We were invited out to the neighborhood by these groups. We were kind of apprehensive because it’s easy to dismiss us as some Upper East Side group, with headquarters on Madison Avenue. You’re always vulnerable to that. We didn’t tell anybody anything. It was kind of a Jane Jacobs thing, even though we didn’t know it. So we said, OK, let’s look at the plan. Let’s look at the parks in Brooklyn and see which ones work and which ones don’t work and why. Let’s look at the streets. We used examples. We went through the whole idea of we need multi-use retail, we need parks to be close to major thoroughfares, and people really responded. And that’s when we came up with the idea to say, let’s set up an alternative voice. Not the pro-Ratner, pro-Marty Markowitz. Not Develop Don’t Destroy. We knew they were going to do what they were going to do. But there seemed to be a need for a third voice. But there are a lot of people uncomfortable with “No, we don’t want anything, no.”
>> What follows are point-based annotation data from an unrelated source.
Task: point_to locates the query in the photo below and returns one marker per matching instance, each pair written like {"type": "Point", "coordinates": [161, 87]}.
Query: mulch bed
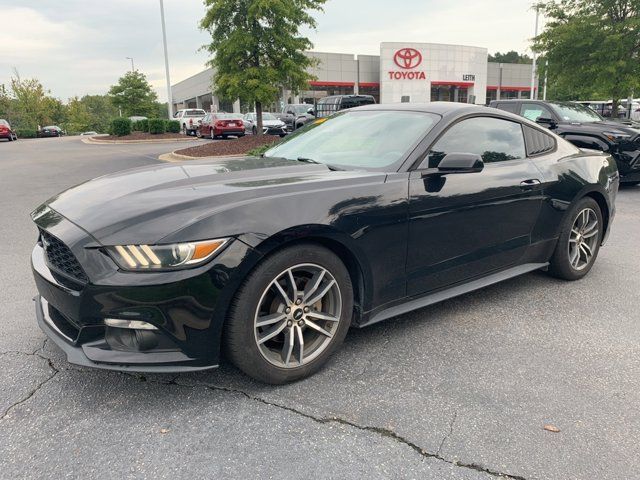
{"type": "Point", "coordinates": [146, 136]}
{"type": "Point", "coordinates": [229, 146]}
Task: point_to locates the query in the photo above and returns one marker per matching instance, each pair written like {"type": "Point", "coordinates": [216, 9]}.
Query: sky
{"type": "Point", "coordinates": [78, 47]}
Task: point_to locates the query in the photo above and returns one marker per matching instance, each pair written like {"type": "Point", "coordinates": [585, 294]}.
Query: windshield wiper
{"type": "Point", "coordinates": [311, 160]}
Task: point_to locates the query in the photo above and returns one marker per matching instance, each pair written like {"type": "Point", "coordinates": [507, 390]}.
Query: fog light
{"type": "Point", "coordinates": [130, 324]}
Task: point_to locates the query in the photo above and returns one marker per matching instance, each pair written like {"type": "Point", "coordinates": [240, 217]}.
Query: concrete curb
{"type": "Point", "coordinates": [174, 157]}
{"type": "Point", "coordinates": [94, 141]}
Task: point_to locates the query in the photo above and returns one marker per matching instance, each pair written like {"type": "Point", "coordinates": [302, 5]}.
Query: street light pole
{"type": "Point", "coordinates": [166, 61]}
{"type": "Point", "coordinates": [535, 56]}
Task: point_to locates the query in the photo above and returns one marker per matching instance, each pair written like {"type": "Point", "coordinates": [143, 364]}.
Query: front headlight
{"type": "Point", "coordinates": [162, 257]}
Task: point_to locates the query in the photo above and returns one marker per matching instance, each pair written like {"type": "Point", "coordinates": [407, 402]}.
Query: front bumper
{"type": "Point", "coordinates": [187, 307]}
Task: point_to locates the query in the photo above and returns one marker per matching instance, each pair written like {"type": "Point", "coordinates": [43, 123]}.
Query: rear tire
{"type": "Point", "coordinates": [301, 332]}
{"type": "Point", "coordinates": [579, 242]}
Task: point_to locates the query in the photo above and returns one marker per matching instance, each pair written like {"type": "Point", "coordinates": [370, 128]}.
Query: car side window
{"type": "Point", "coordinates": [534, 111]}
{"type": "Point", "coordinates": [494, 139]}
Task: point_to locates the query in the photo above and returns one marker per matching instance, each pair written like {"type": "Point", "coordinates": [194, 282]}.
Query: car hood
{"type": "Point", "coordinates": [272, 123]}
{"type": "Point", "coordinates": [147, 204]}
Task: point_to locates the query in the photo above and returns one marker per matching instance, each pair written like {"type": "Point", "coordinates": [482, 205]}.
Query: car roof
{"type": "Point", "coordinates": [440, 108]}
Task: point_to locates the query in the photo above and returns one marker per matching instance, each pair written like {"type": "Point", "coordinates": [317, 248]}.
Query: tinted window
{"type": "Point", "coordinates": [494, 139]}
{"type": "Point", "coordinates": [534, 111]}
{"type": "Point", "coordinates": [508, 107]}
{"type": "Point", "coordinates": [367, 139]}
{"type": "Point", "coordinates": [574, 112]}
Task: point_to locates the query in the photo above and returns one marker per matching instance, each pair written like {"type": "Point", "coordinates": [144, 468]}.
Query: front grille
{"type": "Point", "coordinates": [61, 258]}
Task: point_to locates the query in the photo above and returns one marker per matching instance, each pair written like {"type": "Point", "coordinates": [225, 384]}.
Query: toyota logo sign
{"type": "Point", "coordinates": [407, 58]}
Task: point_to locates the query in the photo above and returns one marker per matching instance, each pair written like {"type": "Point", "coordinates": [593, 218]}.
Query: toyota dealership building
{"type": "Point", "coordinates": [403, 72]}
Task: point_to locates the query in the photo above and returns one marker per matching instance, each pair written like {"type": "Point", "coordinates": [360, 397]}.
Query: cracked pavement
{"type": "Point", "coordinates": [460, 390]}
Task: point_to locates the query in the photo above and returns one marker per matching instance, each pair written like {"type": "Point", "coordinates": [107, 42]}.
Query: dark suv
{"type": "Point", "coordinates": [329, 105]}
{"type": "Point", "coordinates": [586, 129]}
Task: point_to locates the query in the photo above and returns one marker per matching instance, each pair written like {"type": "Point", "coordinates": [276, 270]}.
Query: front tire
{"type": "Point", "coordinates": [579, 241]}
{"type": "Point", "coordinates": [292, 312]}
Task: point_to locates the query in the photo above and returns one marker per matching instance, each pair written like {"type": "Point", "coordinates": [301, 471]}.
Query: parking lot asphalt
{"type": "Point", "coordinates": [460, 390]}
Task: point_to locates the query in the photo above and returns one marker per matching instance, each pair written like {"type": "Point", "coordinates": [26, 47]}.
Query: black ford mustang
{"type": "Point", "coordinates": [354, 219]}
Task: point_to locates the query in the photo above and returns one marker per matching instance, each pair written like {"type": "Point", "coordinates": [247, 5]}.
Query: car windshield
{"type": "Point", "coordinates": [574, 112]}
{"type": "Point", "coordinates": [299, 109]}
{"type": "Point", "coordinates": [364, 139]}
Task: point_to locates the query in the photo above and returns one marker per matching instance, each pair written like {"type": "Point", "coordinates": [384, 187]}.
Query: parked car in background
{"type": "Point", "coordinates": [329, 105]}
{"type": "Point", "coordinates": [585, 128]}
{"type": "Point", "coordinates": [368, 215]}
{"type": "Point", "coordinates": [50, 131]}
{"type": "Point", "coordinates": [189, 119]}
{"type": "Point", "coordinates": [221, 125]}
{"type": "Point", "coordinates": [6, 131]}
{"type": "Point", "coordinates": [271, 125]}
{"type": "Point", "coordinates": [295, 115]}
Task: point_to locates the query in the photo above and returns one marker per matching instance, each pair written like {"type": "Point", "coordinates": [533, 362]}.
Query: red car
{"type": "Point", "coordinates": [221, 125]}
{"type": "Point", "coordinates": [6, 132]}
So we think it was finally a useful thing to do. We haven’t felt so much heat. Norman Oder, who writes the Atlantic Yards blog, is harsh with us, but he’s supportive. He attends almost all these Jane Jacobs things. So I feel we’ve been fairly treated. I am proud of the work that we did. I’m glad we did it, and I think it will lead to more. I think there’s a growing feeling in Brooklyn that the city by itself is not going to adequately plan. There’s so much change going on that there needs to be a broader context, a broader set of discussions. Most offensive about Atlantic Yards was the failure of the city to do anything, the failure of the state to engage in the communities. The communities were just ignored. It was really offensive.
What do you think of the Bloomberg Administration’s Coney Island plan?
I think they tried to do the right thing there. I’m impressed. We’re in a funny position vis-a-vis Bloomberg, who we so admire — I admire him personally and I like him personally — and we’re so often at odds with their development strategies. Again, it’s not the original idea, it’s how it plays itself out. It’s a good idea to rezone Greenpoint. It’s a bad idea to have 40-foot buildings at the water’s edge. I think in the case of Coney Island, they’ve really –as far as I can see, from reading the papers— made an effort to hang onto the essence of what’s important about Coney Island, and to carry that spirit forward. And more power to them. “A” for effort, and maybe more.